Much has been said about compatibility with regard to relationships. This can affect both business relationships, as well as those of a more personal nature. What determines the nature of this compatibility? Is it simply the things we share in common, or is there more to it? I believe there are many contributing factors.
Relationships are a very complicated matter, both in business, and in our everyday lives with regard to those closest to us. I think compatibility should relate not only to our commonalities, but to our differences as well. These should at least complement each other.
The things we have in common are often the things that bring us together. That is an obvious fact. However, I believe it may well be our differences that can keep us together. Our differences are what makes us interesting to one another. That has been my experience, at least.
After all, do we not admire those who can do things we cannot? Even when we choose not to admit it, there is a certain respect that we feel for those with talents we do not necessarily possess. As long as we are careful not to let that respect degenerate into petty jealousy, it can be a great boon to any relationship.
A good way to do this is to look at how your partner’s differences may even compliment your own. For example, if you are good with words, but your partner is better with math, this can be beneficial, whether it is a business relationship, or that or a spouse or life partner.
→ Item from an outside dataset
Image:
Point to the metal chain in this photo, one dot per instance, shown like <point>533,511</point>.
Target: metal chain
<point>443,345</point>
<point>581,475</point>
In business, you could be the one who handles the communications, and your partner could deal with keeping track of the figures. In the case of a personal relationship, you could handle the social or everyday scheduling requirements, while your partner handles the financial end of things.
In times of disagreement, it would behoove us to remember such “little things”. Was it not your partner’s way with a joke that thrilled you to no end in the beginning? Just because it seems to get them more attention at parties now is no reason to get jealous, or become offended that the attention is not yours.
Find your own talents, and build upon those instead. This is even an area where we can help one another. We can always endeavor to learn from each other. If we open our minds and hearts to appreciate the value of our own uniqueness, as well as that of our partner’s, we may find refreshing qualities in both that we had been taking for granted, or may have not even noticed before. Instead of driving us apart, these things should bring us closer together, and let us find how compatible we truly are, in both our similarities and our differences.